A Canadian university’s student body has announced that it will reinstate free yoga classes for students, after suspending the lessons over fears that they could be seen as a form of “cultural appropriation” of a non-Western practice.
The University of Ottawa Student Federation’s Centre for Students with Disabilities said in a Facebook post that it would resume the weekly classes from this week.
In November, the student body suspended the classes stating in an email that “while yoga is a really great idea and accessible and great for students...there are cultural issues of implication involved in the practice”, according to the Ottawa Sun.
Romeo Ahimakin, acting student federation president, told the Ottawa Sun that the decision did not result from a complaint, but the yoga sessions had been suspended while the federation consulted with students “to make it better, more accessible and more inclusive to certain groups of people that feel left out in yoga-like spaces”.
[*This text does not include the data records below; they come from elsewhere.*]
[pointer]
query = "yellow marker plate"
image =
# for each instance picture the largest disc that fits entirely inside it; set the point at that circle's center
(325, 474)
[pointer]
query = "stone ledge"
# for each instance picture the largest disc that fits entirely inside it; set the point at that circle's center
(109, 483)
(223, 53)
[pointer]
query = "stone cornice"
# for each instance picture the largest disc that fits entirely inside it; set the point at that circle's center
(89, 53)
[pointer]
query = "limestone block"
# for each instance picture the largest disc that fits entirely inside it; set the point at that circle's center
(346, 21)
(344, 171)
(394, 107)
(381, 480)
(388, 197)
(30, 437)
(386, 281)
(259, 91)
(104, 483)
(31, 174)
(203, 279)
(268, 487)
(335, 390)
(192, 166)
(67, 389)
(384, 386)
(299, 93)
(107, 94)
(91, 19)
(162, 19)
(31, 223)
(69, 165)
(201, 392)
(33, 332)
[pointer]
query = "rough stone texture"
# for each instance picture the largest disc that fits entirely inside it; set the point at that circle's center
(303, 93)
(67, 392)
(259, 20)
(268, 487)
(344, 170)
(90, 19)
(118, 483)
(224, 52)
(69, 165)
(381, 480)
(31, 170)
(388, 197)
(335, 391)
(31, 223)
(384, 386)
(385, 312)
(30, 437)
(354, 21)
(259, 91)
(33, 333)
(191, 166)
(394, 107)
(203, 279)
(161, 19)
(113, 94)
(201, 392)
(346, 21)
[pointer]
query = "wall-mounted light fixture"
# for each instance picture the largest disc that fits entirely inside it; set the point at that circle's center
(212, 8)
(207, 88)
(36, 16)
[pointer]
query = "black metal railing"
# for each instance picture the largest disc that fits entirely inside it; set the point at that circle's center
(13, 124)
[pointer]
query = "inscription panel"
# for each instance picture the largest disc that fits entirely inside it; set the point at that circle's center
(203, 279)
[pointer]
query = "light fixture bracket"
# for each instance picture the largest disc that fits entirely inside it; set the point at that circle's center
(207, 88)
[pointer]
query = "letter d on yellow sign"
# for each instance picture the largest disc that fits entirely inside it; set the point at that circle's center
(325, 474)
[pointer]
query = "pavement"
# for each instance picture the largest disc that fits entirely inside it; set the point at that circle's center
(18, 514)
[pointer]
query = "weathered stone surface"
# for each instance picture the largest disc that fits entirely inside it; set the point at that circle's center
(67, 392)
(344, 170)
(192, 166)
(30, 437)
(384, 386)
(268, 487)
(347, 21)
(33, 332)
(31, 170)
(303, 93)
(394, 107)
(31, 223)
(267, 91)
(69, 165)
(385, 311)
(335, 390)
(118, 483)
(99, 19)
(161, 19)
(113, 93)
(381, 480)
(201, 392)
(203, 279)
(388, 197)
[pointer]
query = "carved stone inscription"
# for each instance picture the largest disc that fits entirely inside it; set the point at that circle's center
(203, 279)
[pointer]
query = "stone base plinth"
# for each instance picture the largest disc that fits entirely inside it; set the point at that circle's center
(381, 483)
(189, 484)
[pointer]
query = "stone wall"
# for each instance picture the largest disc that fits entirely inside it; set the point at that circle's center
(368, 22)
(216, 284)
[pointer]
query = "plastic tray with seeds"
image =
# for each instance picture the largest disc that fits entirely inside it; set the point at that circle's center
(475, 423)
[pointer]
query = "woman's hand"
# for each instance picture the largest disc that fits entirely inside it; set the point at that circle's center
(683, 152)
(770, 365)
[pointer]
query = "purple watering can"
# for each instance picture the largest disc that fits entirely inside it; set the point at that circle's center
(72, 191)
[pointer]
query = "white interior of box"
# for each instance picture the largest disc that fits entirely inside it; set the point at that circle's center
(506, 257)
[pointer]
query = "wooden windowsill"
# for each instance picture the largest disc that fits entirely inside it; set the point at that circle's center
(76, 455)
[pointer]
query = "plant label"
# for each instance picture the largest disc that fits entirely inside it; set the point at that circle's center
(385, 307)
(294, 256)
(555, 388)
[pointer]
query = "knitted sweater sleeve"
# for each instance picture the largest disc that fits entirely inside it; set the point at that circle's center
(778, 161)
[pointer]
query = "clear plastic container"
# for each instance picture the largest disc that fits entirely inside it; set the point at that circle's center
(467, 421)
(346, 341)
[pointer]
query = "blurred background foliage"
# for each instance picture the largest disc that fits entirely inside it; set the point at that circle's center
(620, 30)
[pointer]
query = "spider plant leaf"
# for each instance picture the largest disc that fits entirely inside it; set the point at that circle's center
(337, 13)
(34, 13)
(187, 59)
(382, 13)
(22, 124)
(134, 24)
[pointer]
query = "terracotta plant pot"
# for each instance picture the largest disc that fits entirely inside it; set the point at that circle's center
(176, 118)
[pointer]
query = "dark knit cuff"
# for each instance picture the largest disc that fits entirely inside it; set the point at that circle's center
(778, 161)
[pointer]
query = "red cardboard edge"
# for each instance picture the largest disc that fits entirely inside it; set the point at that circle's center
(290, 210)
However, the new classes will not be run by Jennifer Scharf, who has led the lessons since 2008, but by a new instructor, Priya Shah, who has questioned whether she was hired “because I’m Indian”. Ms Shah told CBC News that the review of the classes had not been mentioned to her by the student body.
“Nothing was brought to my attention to teach in a different way or do something differently than the other instructor because none of that was really mentioned to me,” she said.
“When I read [about it], I was kind of thinking ‘Did they hire me because I’m Indian?…I was born in Calgary, I grew up in Canada but my background is Indian and I’ve been there once before. I was there for about five months.
“There are many people in my family who practise but I’ve never had the thought that since I’m Indian that I’m a better yoga teacher.”